KUALA LUMPUR: The government has been making significant progress in addressing uncertainties about Malaysia’s medium-term outlook after the 2018 general election, says Fitch Ratings.

The government had faced a difficult task since taking office to reassure investors of policy continuity amid persistent concerns about political stability, fiscal consolidation and the outlook for economic growth, it added.

“The Pakatan Harapan coalition has made significant strides in improving Malaysia's governance standards since taking office, which has helped to bolster the country's credit rating.

“It has notably improved fiscal transparency and moved to tackle corruption scandals such as 1Malaysia Development BhdD. This has been reflected in a jump in its World Bank governance indicators, the biggest improvement among Fitch-rated sovereigns over the last year,” Fitch said in a statement late last week.

The rating agency said there was potential for further improvement as Malaysia's governance indicators remained below those of its “A-“ rated peers.

In a video interview with Fitch released last week, Minister of Finance Lim Guan Eng emphasised the government's commitment to fiscal consolidation over the medium term in light of Malaysia's relatively high public debt at 65 per cent of gross domestic product (GDP).

Fitch said in its 2020 Budget announced last October, the government had set a deficit target of 3.2 per cent, which Lim stressed balanced the need to support growth against the need to narrow the deficit over time.

“The perception of the PH administration among foreign investors is particularly significant for Malaysia as foreign-investor holdings of domestic government bonds amount to around 20 per cent of the total, albeit down from a high of 33 per cent in 2016 and less than Indonesia's 39 per cent.

“Foreign direct investment could also serve to support faster economic growth.

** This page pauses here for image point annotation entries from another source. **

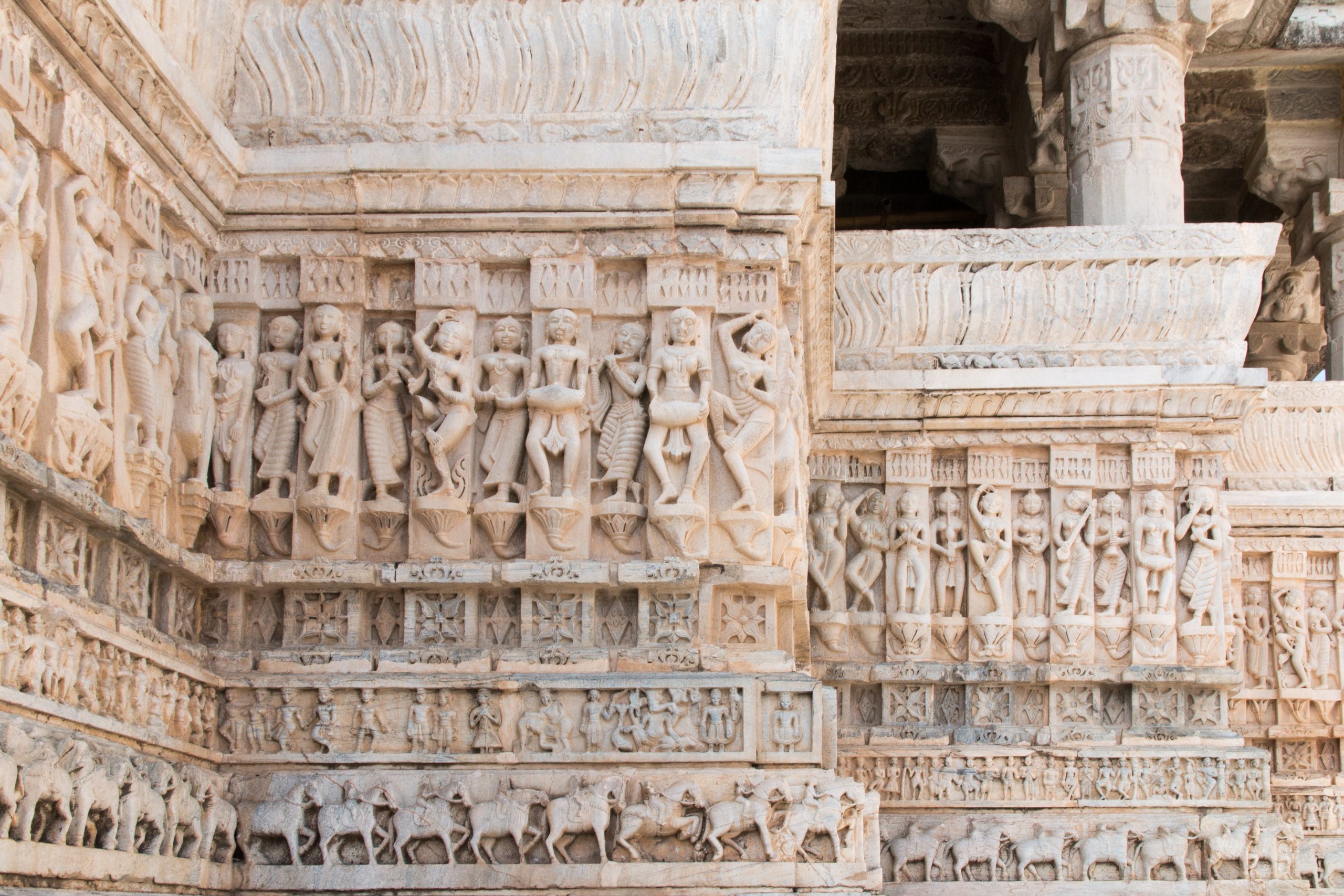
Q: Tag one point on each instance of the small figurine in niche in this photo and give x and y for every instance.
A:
(369, 722)
(507, 371)
(198, 364)
(678, 413)
(1321, 647)
(618, 413)
(418, 729)
(486, 722)
(1156, 556)
(233, 407)
(1290, 633)
(324, 721)
(555, 399)
(785, 724)
(1201, 581)
(258, 721)
(81, 331)
(1253, 620)
(1288, 301)
(1033, 539)
(911, 536)
(447, 721)
(949, 539)
(1112, 567)
(717, 723)
(273, 445)
(867, 524)
(233, 723)
(289, 719)
(454, 412)
(1074, 537)
(828, 524)
(992, 553)
(386, 378)
(748, 406)
(328, 376)
(591, 723)
(145, 325)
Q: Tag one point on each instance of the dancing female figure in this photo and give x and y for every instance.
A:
(1201, 581)
(618, 413)
(328, 376)
(753, 397)
(992, 551)
(949, 537)
(386, 376)
(454, 413)
(676, 412)
(273, 445)
(506, 371)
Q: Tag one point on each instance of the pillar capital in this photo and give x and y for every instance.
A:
(1067, 26)
(1121, 66)
(1320, 231)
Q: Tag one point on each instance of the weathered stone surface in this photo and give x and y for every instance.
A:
(447, 446)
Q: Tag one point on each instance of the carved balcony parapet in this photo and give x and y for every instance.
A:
(1294, 441)
(1046, 307)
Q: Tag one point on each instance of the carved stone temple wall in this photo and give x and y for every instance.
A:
(454, 446)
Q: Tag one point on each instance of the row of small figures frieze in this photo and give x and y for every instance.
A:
(62, 787)
(51, 664)
(691, 817)
(478, 723)
(1002, 672)
(1074, 779)
(1144, 846)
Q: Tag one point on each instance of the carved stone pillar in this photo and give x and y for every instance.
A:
(1127, 104)
(1121, 68)
(1320, 231)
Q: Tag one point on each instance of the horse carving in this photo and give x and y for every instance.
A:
(978, 847)
(432, 817)
(734, 817)
(918, 846)
(354, 816)
(585, 809)
(281, 818)
(506, 816)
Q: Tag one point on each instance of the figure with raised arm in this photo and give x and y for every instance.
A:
(678, 413)
(454, 413)
(992, 551)
(752, 400)
(506, 371)
(555, 398)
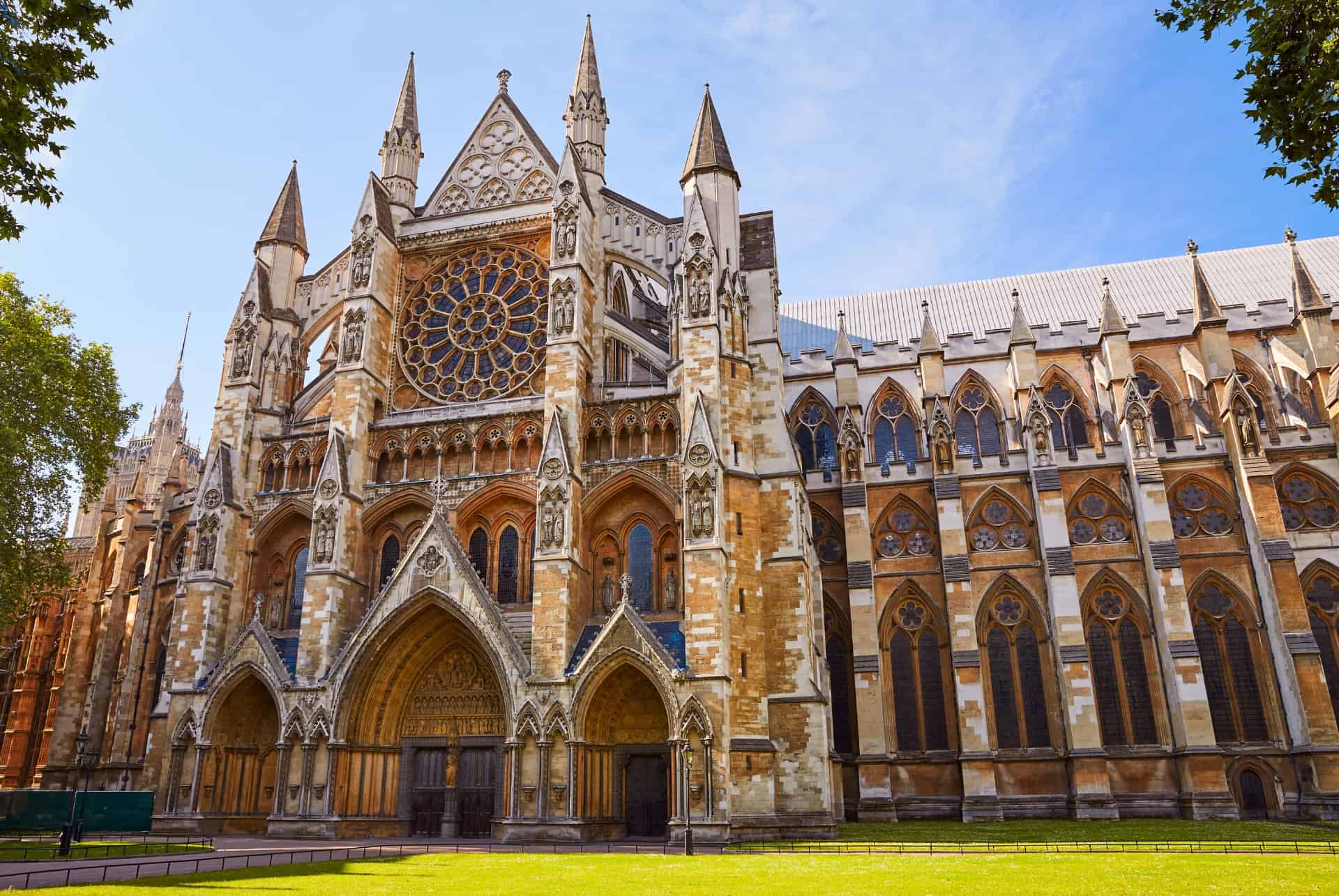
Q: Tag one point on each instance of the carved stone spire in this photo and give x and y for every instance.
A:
(707, 152)
(587, 114)
(285, 219)
(1020, 331)
(1109, 318)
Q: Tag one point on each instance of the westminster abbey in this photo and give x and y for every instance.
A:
(575, 532)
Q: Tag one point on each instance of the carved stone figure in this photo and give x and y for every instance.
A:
(354, 324)
(671, 591)
(206, 541)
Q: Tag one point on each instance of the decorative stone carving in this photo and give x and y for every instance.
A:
(324, 538)
(363, 247)
(564, 305)
(354, 324)
(702, 507)
(206, 541)
(566, 232)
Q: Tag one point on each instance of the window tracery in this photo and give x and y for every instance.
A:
(903, 532)
(1223, 632)
(1307, 503)
(474, 328)
(1199, 510)
(998, 526)
(916, 659)
(893, 433)
(1014, 671)
(976, 423)
(816, 434)
(1119, 650)
(1097, 519)
(1322, 591)
(1156, 397)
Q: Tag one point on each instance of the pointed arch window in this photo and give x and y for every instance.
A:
(1069, 423)
(480, 552)
(1153, 391)
(1096, 519)
(841, 678)
(1307, 503)
(388, 560)
(815, 437)
(893, 433)
(509, 565)
(1197, 510)
(298, 587)
(1014, 667)
(1322, 592)
(1119, 650)
(828, 539)
(1223, 632)
(976, 425)
(903, 532)
(916, 660)
(998, 526)
(642, 567)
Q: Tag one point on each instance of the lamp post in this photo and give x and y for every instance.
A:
(67, 832)
(687, 798)
(84, 761)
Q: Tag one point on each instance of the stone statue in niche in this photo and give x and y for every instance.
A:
(354, 323)
(206, 541)
(244, 340)
(1241, 410)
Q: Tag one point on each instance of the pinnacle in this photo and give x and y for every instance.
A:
(285, 219)
(709, 151)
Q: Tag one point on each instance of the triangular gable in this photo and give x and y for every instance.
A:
(504, 162)
(252, 646)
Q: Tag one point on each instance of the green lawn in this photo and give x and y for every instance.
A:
(1066, 830)
(47, 849)
(810, 875)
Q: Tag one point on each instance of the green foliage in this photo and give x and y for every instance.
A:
(45, 47)
(1292, 73)
(61, 411)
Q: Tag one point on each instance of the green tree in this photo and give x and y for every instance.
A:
(45, 47)
(61, 411)
(1292, 73)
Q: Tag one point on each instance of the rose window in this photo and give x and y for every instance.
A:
(474, 327)
(1306, 504)
(1094, 519)
(1197, 512)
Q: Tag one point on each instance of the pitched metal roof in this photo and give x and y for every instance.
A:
(1239, 278)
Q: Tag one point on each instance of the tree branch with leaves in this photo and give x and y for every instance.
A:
(45, 47)
(1292, 74)
(61, 418)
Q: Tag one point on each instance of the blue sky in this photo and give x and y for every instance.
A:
(899, 144)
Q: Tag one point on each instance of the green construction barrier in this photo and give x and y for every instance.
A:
(50, 810)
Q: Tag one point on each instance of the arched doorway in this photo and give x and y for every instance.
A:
(627, 765)
(425, 727)
(237, 778)
(1254, 804)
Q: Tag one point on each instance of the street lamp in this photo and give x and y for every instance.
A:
(67, 832)
(84, 761)
(687, 796)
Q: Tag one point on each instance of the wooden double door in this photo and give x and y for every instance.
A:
(646, 796)
(469, 803)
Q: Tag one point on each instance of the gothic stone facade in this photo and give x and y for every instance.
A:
(567, 540)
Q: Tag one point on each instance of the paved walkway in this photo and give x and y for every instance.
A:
(232, 853)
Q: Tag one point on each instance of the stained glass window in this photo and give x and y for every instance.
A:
(640, 567)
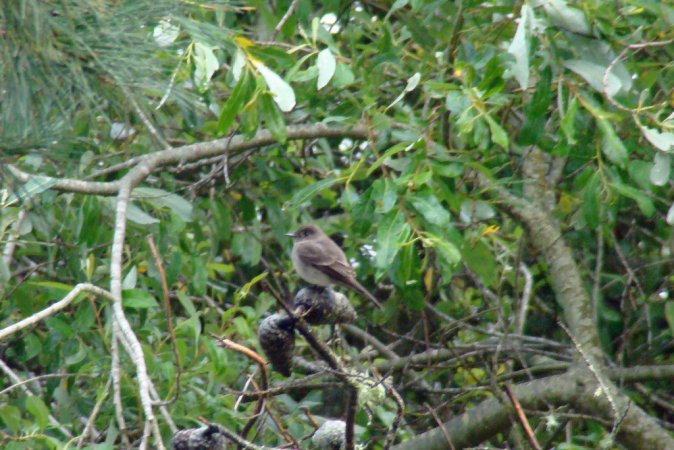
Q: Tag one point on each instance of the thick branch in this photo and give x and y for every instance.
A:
(194, 152)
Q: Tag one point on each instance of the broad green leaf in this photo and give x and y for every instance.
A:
(644, 203)
(594, 74)
(449, 254)
(327, 65)
(536, 110)
(36, 185)
(412, 83)
(431, 208)
(273, 118)
(160, 197)
(284, 96)
(392, 232)
(384, 195)
(205, 65)
(591, 199)
(519, 47)
(612, 146)
(457, 101)
(77, 357)
(307, 192)
(138, 299)
(53, 285)
(241, 94)
(343, 76)
(39, 411)
(570, 19)
(661, 140)
(480, 260)
(661, 168)
(474, 210)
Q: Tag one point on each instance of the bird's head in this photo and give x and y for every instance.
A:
(308, 231)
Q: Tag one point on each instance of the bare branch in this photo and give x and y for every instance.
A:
(54, 308)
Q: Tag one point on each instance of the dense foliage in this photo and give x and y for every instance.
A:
(458, 133)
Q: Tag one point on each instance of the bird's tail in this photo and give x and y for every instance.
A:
(365, 293)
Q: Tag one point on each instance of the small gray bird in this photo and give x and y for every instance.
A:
(320, 261)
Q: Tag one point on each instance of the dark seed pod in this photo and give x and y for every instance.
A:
(330, 436)
(207, 437)
(323, 306)
(277, 339)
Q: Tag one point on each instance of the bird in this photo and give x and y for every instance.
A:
(320, 261)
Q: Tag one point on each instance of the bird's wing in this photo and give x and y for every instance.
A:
(330, 262)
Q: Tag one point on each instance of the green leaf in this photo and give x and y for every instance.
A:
(565, 17)
(308, 192)
(160, 197)
(591, 199)
(284, 96)
(661, 140)
(612, 146)
(326, 65)
(11, 417)
(241, 94)
(536, 111)
(449, 255)
(273, 118)
(34, 186)
(412, 83)
(645, 204)
(384, 195)
(205, 65)
(343, 76)
(137, 215)
(480, 260)
(431, 208)
(594, 74)
(519, 47)
(245, 289)
(569, 120)
(77, 357)
(662, 166)
(669, 315)
(39, 410)
(138, 299)
(187, 304)
(392, 233)
(498, 134)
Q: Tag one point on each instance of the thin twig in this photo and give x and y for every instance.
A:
(15, 378)
(522, 418)
(169, 315)
(285, 18)
(263, 376)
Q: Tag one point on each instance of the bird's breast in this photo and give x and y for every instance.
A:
(309, 272)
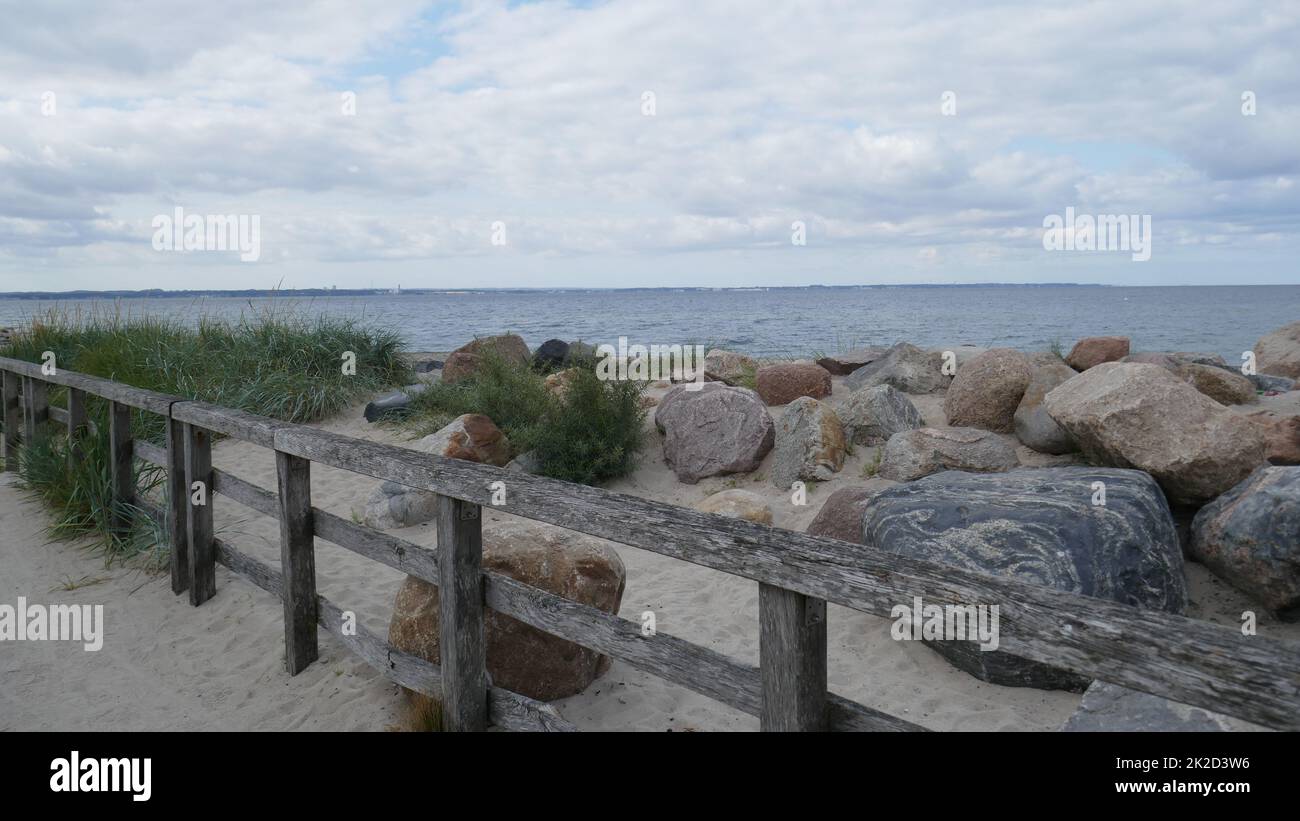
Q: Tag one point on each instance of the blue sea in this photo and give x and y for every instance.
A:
(1225, 320)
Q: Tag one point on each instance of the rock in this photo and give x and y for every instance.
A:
(1142, 416)
(728, 366)
(1251, 537)
(809, 443)
(1110, 708)
(844, 364)
(1279, 352)
(1092, 351)
(905, 368)
(840, 516)
(914, 454)
(713, 430)
(521, 657)
(1281, 437)
(987, 390)
(460, 366)
(1034, 428)
(391, 404)
(471, 437)
(737, 504)
(1036, 525)
(784, 382)
(872, 415)
(508, 347)
(1221, 385)
(550, 355)
(397, 505)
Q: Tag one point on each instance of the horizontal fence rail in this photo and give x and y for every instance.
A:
(1156, 652)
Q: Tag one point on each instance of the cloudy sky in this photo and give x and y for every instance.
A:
(635, 143)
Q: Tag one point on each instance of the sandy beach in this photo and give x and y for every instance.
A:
(168, 665)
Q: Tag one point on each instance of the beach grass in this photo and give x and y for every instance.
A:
(273, 364)
(590, 433)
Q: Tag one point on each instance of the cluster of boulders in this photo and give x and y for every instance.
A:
(1165, 435)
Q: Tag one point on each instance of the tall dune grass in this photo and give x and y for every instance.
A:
(273, 364)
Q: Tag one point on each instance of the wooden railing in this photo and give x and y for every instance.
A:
(1152, 651)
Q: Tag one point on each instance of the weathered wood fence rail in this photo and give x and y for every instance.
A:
(1175, 657)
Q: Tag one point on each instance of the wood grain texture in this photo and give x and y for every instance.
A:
(297, 560)
(792, 661)
(1170, 656)
(199, 539)
(12, 409)
(460, 600)
(507, 709)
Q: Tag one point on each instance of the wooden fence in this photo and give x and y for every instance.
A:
(1170, 656)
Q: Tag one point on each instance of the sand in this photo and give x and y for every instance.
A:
(167, 665)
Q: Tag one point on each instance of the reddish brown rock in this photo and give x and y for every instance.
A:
(521, 657)
(1092, 351)
(784, 382)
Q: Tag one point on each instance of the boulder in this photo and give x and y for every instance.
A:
(397, 505)
(1278, 353)
(1110, 708)
(508, 347)
(809, 443)
(1218, 383)
(550, 355)
(471, 437)
(713, 430)
(844, 364)
(728, 366)
(1040, 526)
(1092, 351)
(784, 382)
(521, 657)
(1140, 416)
(905, 368)
(914, 454)
(872, 415)
(1251, 537)
(987, 390)
(460, 366)
(840, 516)
(1281, 437)
(737, 504)
(1034, 428)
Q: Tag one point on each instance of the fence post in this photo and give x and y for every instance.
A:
(460, 617)
(178, 505)
(202, 551)
(76, 424)
(297, 560)
(121, 450)
(792, 660)
(12, 421)
(37, 400)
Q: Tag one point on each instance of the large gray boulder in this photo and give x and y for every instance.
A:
(714, 429)
(1034, 428)
(1278, 353)
(872, 415)
(1251, 537)
(1140, 416)
(1041, 526)
(914, 454)
(1110, 708)
(809, 443)
(906, 368)
(987, 390)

Malaysia has potential to benefit from the ongoing relocation of export-oriented manufacturing from China,” Fitch noted.

Meanwhile, Malaysia's foreign currency issuer rating has been upgraded to A+ from A previously with stable outlook by Rating and Investment Information Inc (R&I).

The firm also affirmed Malaysia's domestic currency issuer rating at A+ with stable outlook, and its foreign currency short-term debts of a-1.

R&I said the country's fiscal balance was on an improving trend, while the government debt ratio had stabilised.

The government's institutional reform would help enhance fiscal transparency and maintain discipline, the agency said in a statement last Friday.

R&I said Malaysia's economy had been supported by buoyant private consumption last year, although exports and investment decreased due primarily to lower oil prices and a slowdown in the semiconductor market.

“Real GDP is projected to grow around 4.5 per cent in 2019. In anticipation of recovery in exports and private investment, the government estimates real GDP growth for 2020 at 4.8 per cent, which is slightly higher than the consensus forecast."

R&I expects the country's real GDP growth to keep hovering in the mid 4.0 per cent range, benefiting from solid domestic demand.

However, it said attention should be paid to developments in the economies and trade relations of the US and China, two major export destinations for Malaysia.

“There is some indications that companies have sought to relocate their production to Malaysia due to the US-China trade friction. Indeed, amounts of approved investments from the US increased significantly in 2019, primarily for semiconductor-related industries.”